Человек в черном плаще, словно цирковой фокусник, снова прикрыл тело простыней и снова откинул ее. На носилках лежал совсем другой человек. Светловолосый, с загорелым лицом, в синей с позолотой одежде; правой рукой он держал у пояса гвоздику, словно нюхал ее перед тем как уснуть. Или умереть. Человек в черном плаще обернулся к публике:

– Я мог бы проделать это сто раз, и сто раз здесь оказывался бы совсем другой человек!

– А есть этому какое-нибудь научное объяснение? – спросил комиссар с парящего в воздухе балкона.

– Есть поэтическое объяснение, оно гораздо выше. Предположим, уважаемые дамы и господа, что этот человек жил в грезах некоей женщины и сам в это время грезил.
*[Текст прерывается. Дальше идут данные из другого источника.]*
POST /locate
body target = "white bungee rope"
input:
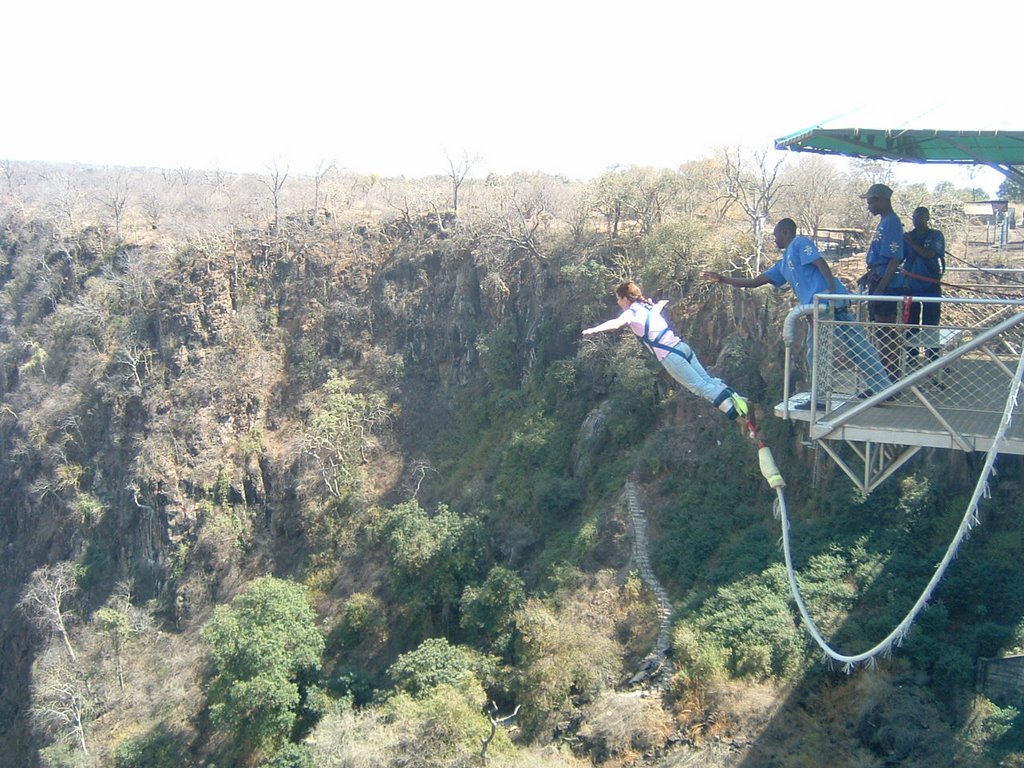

Женщина эта не знает, что он умер, и спрашивает себя, где же он бродит. То, что вы здесь видите, – ответ на вопрос любящей женщины и на грезы самого этого человека.

– Чего доброго, в какой-то раз он окажется живым! – предположил светловолосый стражник, поднимавший повыше Куклу, держа ее за талию, чтоб ей лучше было видно.

Человек в черном плаще откинул простыню в последний раз – на носилках лежал пожелтевший скелет.

Мария махала платком, отгоняя золотистых бабочек, вылетавших из пустых глазниц черепа.

– Паулос!

– Если бы этот человек смог хоть на мгновение собрать воедино все свои грезы, он бы воскрес. В этом, возможно, великий секрет грядущей вечной жизни.

Сказав эти слова, человек в черном плаще пошел по ступеням лестницы к морю. В городе все возвращалось на свои места, словно кто-то менял декорации на сцене театра. По улицам туда и сюда шли люди, каждый спешил по своим делам. Начал накрапывать дождь. Капли падали на труп неизвестного, оставленный на носилках посреди двора, где он дожидался судебного врача, который должен был произвести вскрытие.